Alumina Magnesia Carbon Bricks for Refining Ladle Bottom
The material used for the bottom of the refining ladle is basically the same as that of the molten pool and is made of alumina magnesia carbon bricks. The impact area at the bottom of the package is damaged faster than other parts due to repeated impacts from molten steel during tapping. Therefore, when constructing this part, the method of vertical masonry and thickening is usually adopted. Make the impact area parts damaged simultaneously with other parts.

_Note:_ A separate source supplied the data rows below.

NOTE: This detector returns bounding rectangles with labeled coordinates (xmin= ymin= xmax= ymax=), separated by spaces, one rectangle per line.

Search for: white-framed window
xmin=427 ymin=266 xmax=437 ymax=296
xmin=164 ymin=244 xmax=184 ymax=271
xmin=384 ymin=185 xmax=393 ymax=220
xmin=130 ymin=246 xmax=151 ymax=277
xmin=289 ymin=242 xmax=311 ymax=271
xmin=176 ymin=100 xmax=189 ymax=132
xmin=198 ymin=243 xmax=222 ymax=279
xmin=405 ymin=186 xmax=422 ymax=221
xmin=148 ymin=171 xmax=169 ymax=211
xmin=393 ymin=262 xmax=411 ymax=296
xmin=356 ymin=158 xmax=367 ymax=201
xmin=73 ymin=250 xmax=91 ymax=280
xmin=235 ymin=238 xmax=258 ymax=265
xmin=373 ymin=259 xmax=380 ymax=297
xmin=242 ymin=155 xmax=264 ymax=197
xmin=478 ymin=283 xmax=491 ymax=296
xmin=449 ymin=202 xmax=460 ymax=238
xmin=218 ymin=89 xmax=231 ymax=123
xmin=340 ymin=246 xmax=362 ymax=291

The reason why the lining life of alumina magnesia carbon bricks is longer than that of clay bricks
The damage situation of clay brick and alumina-magnesia carbon brick lining is the same, the bottom of the lining is damaged first. The difference is that the lining loss of clay bricks is much faster than that of alumina magnesia carbon bricks. In addition, when clay bricks are damaged, the concavity and convexity are serious, especially since the joints are more concave than anywhere else, while alumina-magnesia carbon bricks do not have concavity and convexity. The reason why both types of brick cladding bottoms are damaged quickly is that they are affected by many factors just like the cladding walls. The main reason is that the bottom of the ladle is eroded by high temperature and the chemical corrosion of slag is more serious, causing the bottom of the ladle to lose faster than the wall of the ladle.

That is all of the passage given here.